REVIEW: Trying to figure out the meta-text is becoming a distraction, but Greatest Show really invites it, especially with the character of Whizz Kid who owns pieces of Captain Cook's history and all the old Psychic Circus posters, etc. What he says and how he looks make up a pretty blunt take down of the kind of Doctor Who Appreciation Society fans who invariably got to appear on talk shows during the 80s, something to which the DVDs testify in all its awkward glory. It's fitting that putting the fanboy in the ring gets him destroyed. And I'm wondering if the whole thing hasn't been a kind of 25th Anniversary exercise in retelling the history of the program as an allegory. His escape from the Circus would be the forced hiatus, and he returns to face a "trial", where his plan is to go three at the same time, as if he were pitting his show against other channels on purpose. Was the first episode the Hartnell era's quest to find what the program really was? If it's allegory, it's far from clear, and it may have allegorical elements without being Dante, of course.
But that intellectual exercise wouldn't be worth spit if the story didn't work as a character piece. That's where Ace comes in. She isn't just facing her irrational fears (clowns), she's also facing very real ones, namely that Bellboy and the Circus are somehow proving that things must, as a rule, become corrupted. That's very much at the heart of Ace's story. Her issues with authority and trusting people will become even more important in the next season, but here, she gets quiet when Bellboy says they'd started out trying to do good and it all went wrong. She knows how that feels. It's why she seemed to overreact to Mike Smith's betrayal in Remembrance, and in that same story, why it's so important for her spirits to be doused by a "No coloureds" sign. And behind this is the fear that the Doctor himself will turn out to be fake as well. It's a nihilistic vision of the world that's translated into Bellboy's suicide, making his own robots attack and kill him. Dark.
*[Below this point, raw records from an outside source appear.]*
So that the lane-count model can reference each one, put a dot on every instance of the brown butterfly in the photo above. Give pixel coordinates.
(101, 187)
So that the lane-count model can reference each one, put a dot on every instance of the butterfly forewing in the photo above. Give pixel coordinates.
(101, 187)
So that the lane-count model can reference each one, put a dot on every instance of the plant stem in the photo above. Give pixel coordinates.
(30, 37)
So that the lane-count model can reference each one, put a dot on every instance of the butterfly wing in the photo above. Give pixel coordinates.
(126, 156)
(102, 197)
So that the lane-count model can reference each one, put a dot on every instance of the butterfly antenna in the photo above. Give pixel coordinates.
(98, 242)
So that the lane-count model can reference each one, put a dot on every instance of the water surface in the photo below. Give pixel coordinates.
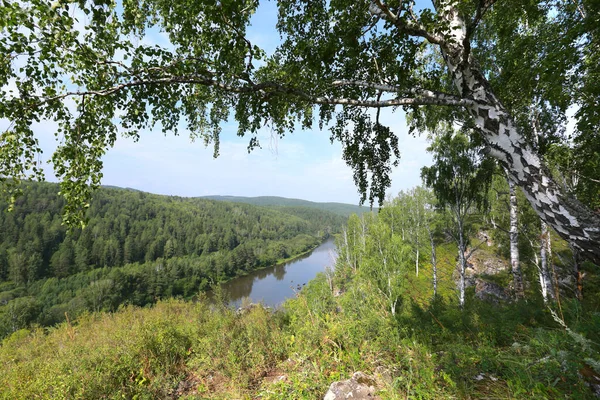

Other bits that grabbed my attention... The Doctor admitting he's a bit of an aging hippie was one of his most naturalistic moments. The family judging the Circus going on about how bored they were puts the episode in dangerous territory early on. You don't want the real audience to start agreeing with them. Captain Cook turns out to be the human face of villainy here, tricking people into going into the ring in his place where, surely, he would be disintegrated. I mean, he's worse than the Doctor about referencing old unseen adventures (is this another dig at SF fandom?). And Mags turns out to be a werewolf, which I just find odd because up until that point, she looked like a bird-person. Some kind of alien were-bird would have been a far more coherent design choice. Ah well.
VERSIONS: Several minutes of material was cut from this episode, and is included on the DVD. Of note, Morgana reads her Tarot cards, Whizz Kid asks the Circus for autographs, and a confused Bellboy initially confuses Ace with Flowerchild.
REWATCHABILITY: Medium-High - Regardless of whether the meta-text works (and the jury's still out), there are some strong, meaningful moments for Ace I wouldn't part with.